A friend of mine recently tweeted this:
Once you get past the irony of tweeting a recommendation for an app that essentially blocks Twitter and the like on your phone, you’ve got to admit there’s no time like the present to schedule a little time off from things like Facebook, Twitter and whatever else you use to make yourself a little crazier.
Thanks to college students, these apps already existed for laptop and desktop computers. You might recognize the aptly named Self-Control as one; there are also quite a few others that block your browser from being able to access Twitter.com or Facebook.com or any other website you tell it to. And these things do a good job, especially on a timer that cannot be tinkered with. Once you start yourself on that journey, only time can save you from your solitude
But that leaves our cellphones, perhaps the place where we access the internet the most these days. Freedom works well — it essentially asks for control of your VPN and then blocks things from the source. Easy, breezy and fully schedule-able in case you know that between the hours of 7 p.m. and 10 p.m. on Wednesday you would like to be able to focus on other things — like Jeopardy or reading a book, for example.

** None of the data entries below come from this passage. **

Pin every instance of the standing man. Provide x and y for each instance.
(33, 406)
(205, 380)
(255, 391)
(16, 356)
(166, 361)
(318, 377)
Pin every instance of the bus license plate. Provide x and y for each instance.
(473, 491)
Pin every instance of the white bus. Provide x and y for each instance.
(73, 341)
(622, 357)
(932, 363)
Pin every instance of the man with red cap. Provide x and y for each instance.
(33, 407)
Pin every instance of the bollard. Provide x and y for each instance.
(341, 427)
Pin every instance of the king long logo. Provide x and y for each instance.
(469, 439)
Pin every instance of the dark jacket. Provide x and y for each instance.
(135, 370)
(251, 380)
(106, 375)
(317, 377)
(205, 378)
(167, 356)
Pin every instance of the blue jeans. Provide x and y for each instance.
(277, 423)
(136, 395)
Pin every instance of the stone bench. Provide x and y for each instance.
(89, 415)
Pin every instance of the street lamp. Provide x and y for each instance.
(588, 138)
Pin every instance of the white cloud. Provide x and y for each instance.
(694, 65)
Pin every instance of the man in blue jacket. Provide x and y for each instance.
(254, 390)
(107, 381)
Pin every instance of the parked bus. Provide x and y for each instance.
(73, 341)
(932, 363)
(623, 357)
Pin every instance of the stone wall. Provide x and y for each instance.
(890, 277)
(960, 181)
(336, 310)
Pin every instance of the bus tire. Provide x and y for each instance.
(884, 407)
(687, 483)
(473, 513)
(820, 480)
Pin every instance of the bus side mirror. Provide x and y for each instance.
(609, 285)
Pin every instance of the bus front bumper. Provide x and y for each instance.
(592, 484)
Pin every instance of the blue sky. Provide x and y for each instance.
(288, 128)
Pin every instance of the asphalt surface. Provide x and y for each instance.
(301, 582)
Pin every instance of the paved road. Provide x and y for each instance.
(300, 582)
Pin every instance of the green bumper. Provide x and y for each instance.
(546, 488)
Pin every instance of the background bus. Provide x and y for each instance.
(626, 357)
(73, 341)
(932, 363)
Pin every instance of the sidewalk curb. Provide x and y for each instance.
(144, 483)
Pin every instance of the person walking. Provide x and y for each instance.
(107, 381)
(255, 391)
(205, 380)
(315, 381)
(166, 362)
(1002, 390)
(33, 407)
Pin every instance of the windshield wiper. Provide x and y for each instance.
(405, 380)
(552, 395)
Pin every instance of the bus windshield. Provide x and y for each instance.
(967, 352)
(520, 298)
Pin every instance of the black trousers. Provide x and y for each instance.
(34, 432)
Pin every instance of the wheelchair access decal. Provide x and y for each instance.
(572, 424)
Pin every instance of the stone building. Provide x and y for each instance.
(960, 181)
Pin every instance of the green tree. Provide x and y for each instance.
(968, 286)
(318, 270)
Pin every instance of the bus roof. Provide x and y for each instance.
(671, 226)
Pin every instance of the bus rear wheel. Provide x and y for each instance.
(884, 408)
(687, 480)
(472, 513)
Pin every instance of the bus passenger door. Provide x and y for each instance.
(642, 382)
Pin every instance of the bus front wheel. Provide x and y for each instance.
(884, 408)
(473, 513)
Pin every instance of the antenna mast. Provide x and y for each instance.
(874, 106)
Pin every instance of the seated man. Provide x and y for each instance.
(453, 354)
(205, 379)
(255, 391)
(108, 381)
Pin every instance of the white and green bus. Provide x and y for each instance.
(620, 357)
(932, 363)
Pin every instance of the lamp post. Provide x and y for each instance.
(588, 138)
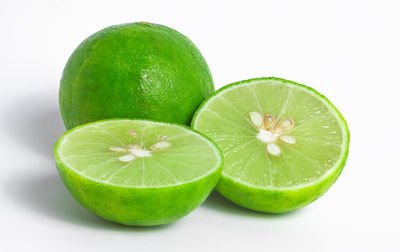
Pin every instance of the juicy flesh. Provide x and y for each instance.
(257, 155)
(110, 152)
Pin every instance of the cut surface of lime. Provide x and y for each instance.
(284, 143)
(138, 172)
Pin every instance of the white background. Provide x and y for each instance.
(346, 49)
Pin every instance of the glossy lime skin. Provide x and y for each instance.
(135, 70)
(277, 200)
(138, 206)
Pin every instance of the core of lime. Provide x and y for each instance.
(138, 172)
(284, 143)
(136, 70)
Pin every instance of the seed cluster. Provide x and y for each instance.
(270, 131)
(133, 151)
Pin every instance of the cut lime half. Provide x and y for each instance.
(138, 172)
(284, 144)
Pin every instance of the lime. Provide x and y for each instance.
(136, 70)
(138, 172)
(284, 143)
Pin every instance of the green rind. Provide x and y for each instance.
(138, 206)
(277, 200)
(135, 70)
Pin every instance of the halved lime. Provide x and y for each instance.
(138, 172)
(284, 144)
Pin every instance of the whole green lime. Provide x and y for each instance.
(135, 70)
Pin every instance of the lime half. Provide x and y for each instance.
(138, 172)
(284, 144)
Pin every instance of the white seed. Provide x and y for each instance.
(132, 133)
(256, 119)
(160, 146)
(286, 124)
(288, 139)
(141, 153)
(273, 149)
(269, 121)
(118, 149)
(126, 158)
(133, 147)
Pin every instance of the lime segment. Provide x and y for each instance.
(276, 135)
(138, 172)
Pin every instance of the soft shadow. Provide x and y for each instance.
(218, 203)
(34, 122)
(47, 195)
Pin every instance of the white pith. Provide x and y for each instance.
(270, 131)
(137, 151)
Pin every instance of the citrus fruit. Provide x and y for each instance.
(138, 172)
(136, 70)
(284, 144)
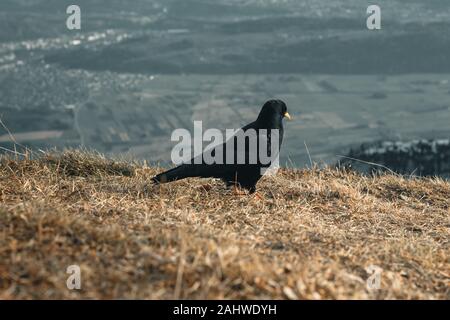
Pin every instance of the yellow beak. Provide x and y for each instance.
(287, 115)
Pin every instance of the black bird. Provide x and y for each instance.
(246, 174)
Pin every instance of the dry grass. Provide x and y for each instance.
(311, 237)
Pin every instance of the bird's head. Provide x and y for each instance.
(274, 109)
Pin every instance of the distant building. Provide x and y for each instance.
(417, 157)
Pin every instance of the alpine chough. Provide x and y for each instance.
(233, 170)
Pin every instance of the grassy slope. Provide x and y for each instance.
(312, 236)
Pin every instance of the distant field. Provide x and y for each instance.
(311, 236)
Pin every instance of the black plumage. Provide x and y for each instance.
(245, 175)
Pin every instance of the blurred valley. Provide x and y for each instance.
(137, 70)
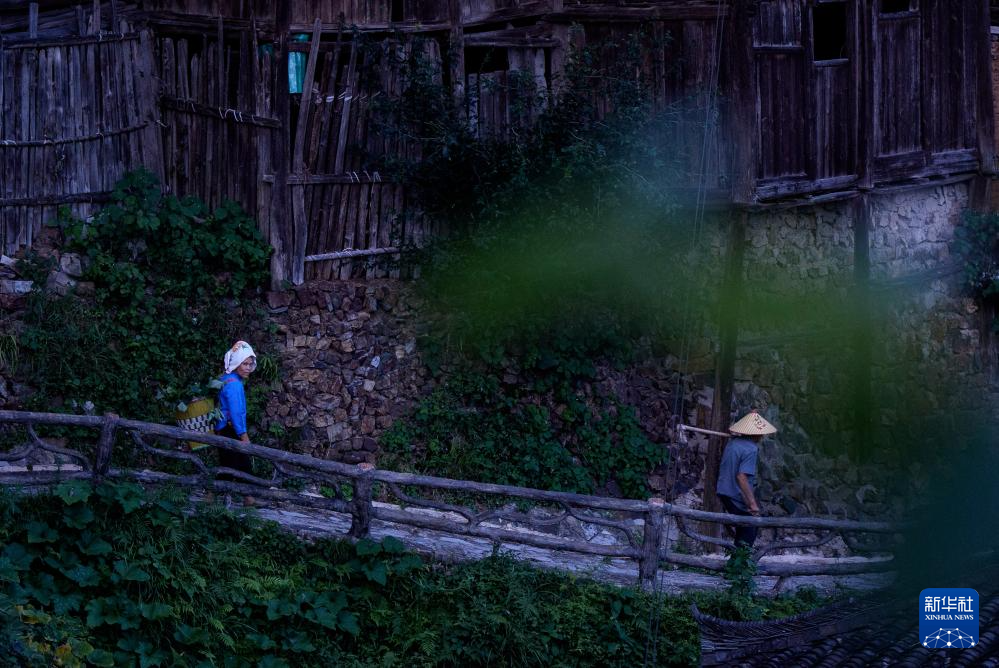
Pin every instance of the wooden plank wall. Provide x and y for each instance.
(76, 113)
(348, 204)
(217, 118)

But ultimately, if you have no self-control — or access to a nearby iPad or laptop — no iPhone app, no matter how tricky or powerful the blocker, is going to keep you from your vices. The problem with social media is that it’s everywhere. Social media now exists on TV, in newspapers, even spoken aloud. It’s unavoidable. In addition to downloading Freedom, you might actually need to rent a cabin the woods to fully disconnect.
Or, you could just switch on Airplane Mode. If you dare.